Love of country

“Democrats hate our President more than they love our country” tweeted GOP Chair Ronna McDaniel recently, managing to capture the insanely ironic delusions of President Trump and his supporters in just 10 words.

It’s worth noting that McDaniel used to be known as Ronna Romney McDaniel before she complied with President Trump’s request that she remove her maiden name to avoid reminding him of her uncle who famously called Trump a phony and a fraud. Now that Gov. Romney has moved to Utah to run for a U.S. Senate seat, he’s trying to position himself to the right of Trump on immigration, denying the Dreamers a future in the only home most of them have ever known, stating, “I draw the line and say, those who’ve come illegally should not be given a special path to citizenship.” But Dreamers love their adopted country despite the GOP’s rejection.

The McDaniel tweet is rich with irony, considering how Republicans made no secret of opposing the policies of our nation’s last president simply because he was a Democrat. Who can forget then-Minority Leader Mitch McConnell’s bold proclamation that “The single most important thing we want to achieve is for President Obama to be a one-term president.” This goal hardly puts country before party.

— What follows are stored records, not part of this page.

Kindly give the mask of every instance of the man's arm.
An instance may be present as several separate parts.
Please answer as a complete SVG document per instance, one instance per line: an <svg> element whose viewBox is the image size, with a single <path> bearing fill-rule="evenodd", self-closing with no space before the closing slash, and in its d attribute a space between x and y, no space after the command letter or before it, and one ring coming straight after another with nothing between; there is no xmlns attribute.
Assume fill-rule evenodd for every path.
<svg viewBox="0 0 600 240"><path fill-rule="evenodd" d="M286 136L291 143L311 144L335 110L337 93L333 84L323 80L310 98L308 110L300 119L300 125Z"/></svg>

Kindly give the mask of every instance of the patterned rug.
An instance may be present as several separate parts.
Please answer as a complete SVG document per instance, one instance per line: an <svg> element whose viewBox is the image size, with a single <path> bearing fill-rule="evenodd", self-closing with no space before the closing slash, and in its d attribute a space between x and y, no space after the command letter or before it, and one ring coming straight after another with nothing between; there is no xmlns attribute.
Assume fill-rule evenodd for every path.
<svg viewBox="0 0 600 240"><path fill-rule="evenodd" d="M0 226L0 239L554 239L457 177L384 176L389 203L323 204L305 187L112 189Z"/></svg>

McDaniel’s tweet is designed to divide us. It begs the question of whether it is patriotic to continue to blindly support a president even when his behavior is contrary to a group’s righteously proclaimed values just because he’s not a Democrat. Ask white evangelicals who ignore Trump’s numerous and seedy extramarital affairs with porn actresses and starlets. Ask budget hawks who have looked the other way as our deficit has grown and grown so the rich can have more money. Ask conservatives who see nothing wrong with unqualified Cabinet secretaries—think Betsy DeVos at Education or Ben Carson at HUD. What about all those Cabinet secretaries’ reckless, greedy use of taxpayer money for luxury travel and high-end office furniture, or the practice of allowing their family members to infiltrate government offices?

And we haven’t even touched the ethical transgressions of people appointed by the president—for instance, EPA Administrator Scott Pruitt and his sweet Capital Hill housing supplied by an energy lobbyist at such an obscenely low price it basically qualifies as something akin to a bribe, not to mention the $2,460 in taxpayer dollars used to repair the condo door when Pruitt’s security detail had to break in when his office thought he must be unconscious because he wasn’t responding during business hours. Turns out he was taking a nap.

Now the President has nominated his personal physician—who has never managed anything bigger than the president’s ego—to lead one of our most important and complex government agencies, the Veterans Administration. Dr. Ronny Jackson will take over from Obama appointee Dr. David Shulkin, who had his own ethical lapses last summer while traveling with his wife on government business in England. Secretary Shulkin wrote a blistering editorial in the New York Times after his firing-by-tweet, the President’s favorite way of getting rid of his senior staff, warning the nation that Trump shoved him to the side to make room for someone who will follow the Koch brothers’ plans to privatize the V.A. After all, there is still more money to be made during the Trump years.

Who are these people? Who are we that we allow this behavior? Why don’t Republicans revolt and demand that their party leaders stop the blaming and shaming and denigration of those who disagree with the President’s actions?

Instead of emulating Trump’s bullying behavior, McDaniel should consider that Democrats and many Americans of other political persuasions oppose the President precisely because we do love our country.